Mais um dia, há muito tempo,
Num meis que inté num mi alembro,
Si foi maio, si foi junho,
Si foi janeiro ou dezembro.
Nosso sinhô Jesus Cristo,
Foi condenado a morrê,
Numa cruis crucificado,
Longe daqui como o quê,
Pregaro cristo a martelo,
E ao vê tamanha crueza,
A natureza inteirinha,
Pois-se a chorá di tristeza.
Chorava us campu,
As foia, as ribeira,
Sabiá tamém chorava,
Nos gaio a laranjera,
E havia junto da cruis,
Um pé de maracujá,
Carregadinho de frô,
Aos pé de nosso sinhô.
I o sangue de Jesus Cristo,
Sangui pisado de dô,
Nus pé du maracujá,
Tingia todas as frô,
Eis aqui seu moço,
A estória que eu vi contá,
A razão proque nasce branca i roxa,
A frô do maracujá
(Catulo da Paixão Cearense)
Maria Angélica de Oliveira – 22/01/17
In Lig@ dos 7
Comentários
Obrigada Meire...
Belíssimo post, Angélica, obrigada por compartilhar conosco a sensibilidade de uma pessoa que luta dia após dia para não perder totalmente a memória.

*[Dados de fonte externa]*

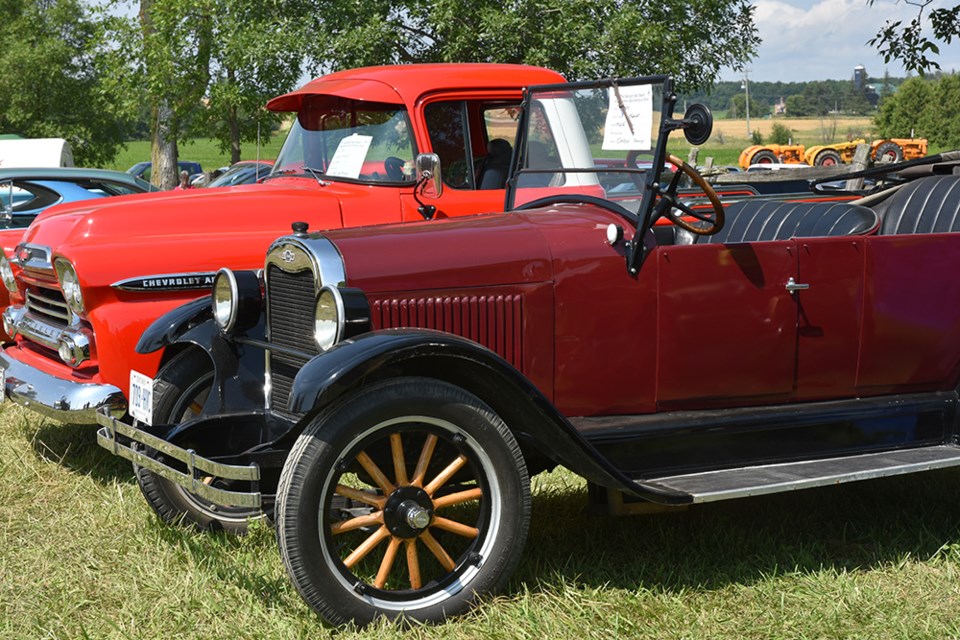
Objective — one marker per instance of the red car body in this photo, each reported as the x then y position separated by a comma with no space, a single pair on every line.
141,257
391,389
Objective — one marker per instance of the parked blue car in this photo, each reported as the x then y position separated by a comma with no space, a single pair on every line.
24,193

A poesia é simplesmente uma maravilha da Literatura.
Aplausos!
Catulo é um hoje, lamentavelmente, um poeta pouco divulgado - embora seja autor dos versos de "Luar do sertão". Que pena! Tanta coisa bonita!
Que bom você fazer esse regate no seu belo texto, Angélica! Uma confissão da sua sensibilidade.
Obrigada Safira linda... é uma honra receber teu comentário e fico muito feliz que gostaste.... é realmente encantador e te conto mais ... comprei duas preciosidades dele que encontrei num sebo aqui de minha cidade... fiquei realmente maravilhada com o talento e sensibilidade deste magnífico poeta.
Beleza história retratada num conto de vida imensa
O fundo musical é simplesmente extraordinário !!!